Last night’s episode, “The Suicide King,” was all about trust, and family, and the various things that can tear a family apart, and really just how you shouldn’t trust anybody at all, ever, because they’ll beat you with a shovel or not kill the guy who sexually assaulted your girlfriend. Everybody but zombie-bait Beth and Hershel the Wise is now angry at and/or not trusting someone, and Rick Grimes, God bless him, has finally gone completely bananas — and without Daryl “Unlikely Voice of Reason” Dixon by his side, things are looking grim for the Gang of Grimes. (But wait, can’t we say that every week?)
Before we get started on the Dixon showdown and the various new factions that exist within the show, I want to talk about how much I love Chad Coleman AKA Tyreese AKA Cutty from The Wire on this show, already. This may be because he’s essentially playing a zombie apocalypse version of Cutty from The Wire, or because Carol said “Daryl has his code — this world needs men like that” and that had me thinking about Omar from The Wire with his code and his shotgun, and how Daryl’s kind of like that with his cross-bow, only Daryl’s not gay (I think) and he doesn’t murder drug dealers. Okay, so maybe Daryl’s not that much like Omar from The Wire, but he is one of the few characters on the show with an open heart and a firm moral code, so yeah. I guess the point is that I want to watch The Wire. Also, I’m tired.
The only thing that can get in the way of Daryl’s good ol’ moral code is his brother Merle, so it’s unfortunate that both brothers walked away from the death match over in Woodbury. We never got to find out if either brother was capable of killing the other, though it didn’t seem like it. Maybe Daryl would have fought harder if Merle had kept kicking him, but when Merle looked at him and said “just follow my lead, little brother,” Daryl was relieved to do so. They fought with the zombies the Governor had added to the spectacle, giving in to the audience’s thirst for blood for jusssstttt enough time for them to get rescued.
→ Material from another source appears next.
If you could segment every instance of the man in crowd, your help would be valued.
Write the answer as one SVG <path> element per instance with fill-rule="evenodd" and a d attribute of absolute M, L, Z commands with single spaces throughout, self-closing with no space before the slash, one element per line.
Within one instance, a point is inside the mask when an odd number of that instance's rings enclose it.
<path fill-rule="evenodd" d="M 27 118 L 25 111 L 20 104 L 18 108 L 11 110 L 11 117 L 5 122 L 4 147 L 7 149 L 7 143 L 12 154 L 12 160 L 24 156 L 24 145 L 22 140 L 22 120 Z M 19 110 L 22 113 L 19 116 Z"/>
Then things got sort of weird. Back at the highway, everyone bickered over who should stay, and who should go. Everyone basically agreed that Michonne — who finally admitted via scowl that she knew Andrea — was untrustworthy and needed to go, eventually. Fine enough. But why would Merle — who was A, absolutely delighted to be there and B, the only person around who knew everything about their evil genius mortal enemy the Governor, be set free? Like, couldn’t Rick have brought him back to the prison to torture him for information? Rick Grimes: good with a pistol, absolutely terrible at decision making. But more on that later. Let’s talk about Daryl.